序盤戦は信頼性不足で精彩を欠いたが、第6戦メキシコGPでワンツーフィニッシュを果たすと、そこからアラン・プロストが3連勝を達成。マンセルが引退表明を行ったイギリスGP以降しばらく低調な成績が続き、終盤盛り返したものの、ホンダエンジンのバージョンアップを重ねたマクラーレンに逃げ切られた。それでも、16戦中6勝を記録し、アイルトン・セナ、ゲルハルト・ベルガーの2人が駆るマクラーレン・MP4/5Bと伍して戦い、プロストとフェラーリをワールドチャンピオンまであと1歩というところまで押し上げた。プロストはポールポジション0回ながら5勝を挙げ、ナイジェル・マンセルはポールポジション3回で1勝だった。

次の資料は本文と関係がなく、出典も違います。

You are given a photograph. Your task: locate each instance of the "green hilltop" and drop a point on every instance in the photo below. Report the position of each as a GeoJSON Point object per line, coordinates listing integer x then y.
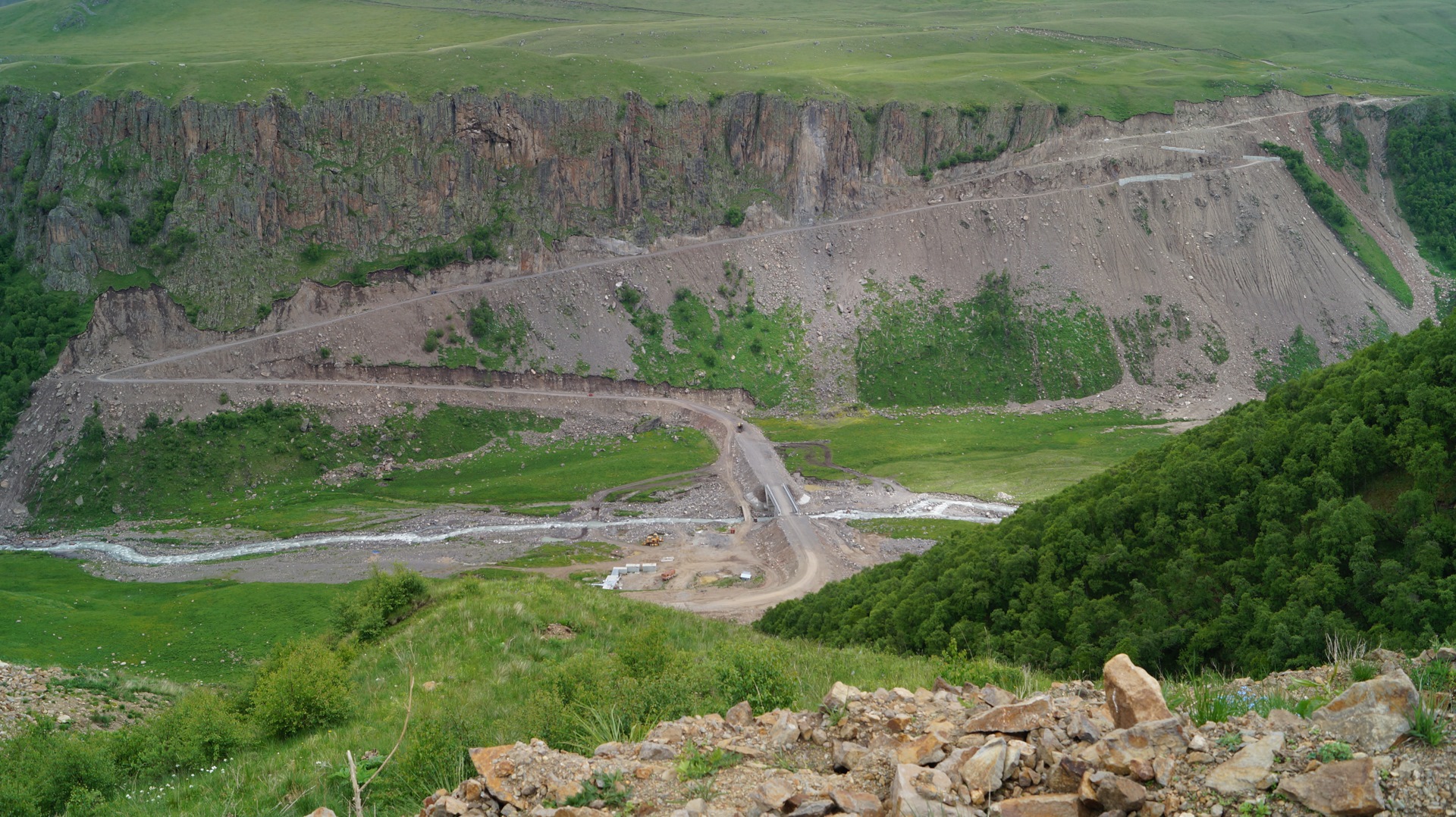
{"type": "Point", "coordinates": [1110, 57]}
{"type": "Point", "coordinates": [1244, 543]}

また、第7戦フランスGPの優勝は、フェラーリのF1通算100勝目というメモリアルな勝利であった。この年の最終戦オーストラリアGPがF1グランプリ通算500戦目の記念レースであったため、フェラーリチームは全グランプリの約1/5で勝利してきたことになる。

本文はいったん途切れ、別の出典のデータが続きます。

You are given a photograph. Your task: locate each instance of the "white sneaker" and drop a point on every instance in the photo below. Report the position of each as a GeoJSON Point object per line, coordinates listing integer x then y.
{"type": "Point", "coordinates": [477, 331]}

年 | マシン | No. | ドライバー | 1 | 2 | 3 | 4 | 5 | 6 | 7 | 8 | 9 | 10 | 11 | 12 | 13 | 14 | 15 | 16 | ポイント | ランキング |
---|---|---|---|---|---|---|---|---|---|---|---|---|---|---|---|---|---|---|---|---|---|
1990 | 641 | ![]() |
![]() |
![]() |
![]() |
![]() |
![]() |
![]() |
![]() |
![]() |
![]() |
![]() |
![]() |
![]() |
![]() |
![]() |
![]() |
110 | 2位 | ||
1 | ![]() |
Ret | 1 | 4 | Ret | 5 | 1 | 1 | 1 | 4 | Ret | 2 | 2 | 3 | 1 | Ret | 3 | ||||
2 | ![]() |
Ret | 4 | Ret | Ret | 3 | 2 | 18 | Ret | Ret | 17 | Ret | 4 | 1 | 2 | Ret | 2 |
フェラーリは1991年に向けてティレルのジャン・アレジを獲得したが、ウィリアムズからアレジの仮契約を買い取るため、641/2の1台(プロスト車)をウィリアムズへ贈呈した。機密情報が絡むためデリバリーは数年後になったが、ライバルチーム同士でマシンを取引するのは珍しい出来事だった。このマシンはウィリアムズのコレクションホールに展示されていたが、施設が手狭になったためコレクターへ売却された。
また、別の641/2の1台(プロスト車)は、ニューヨーク近代美術館 (MoMA) のコレクションとして常設展示されている[9]。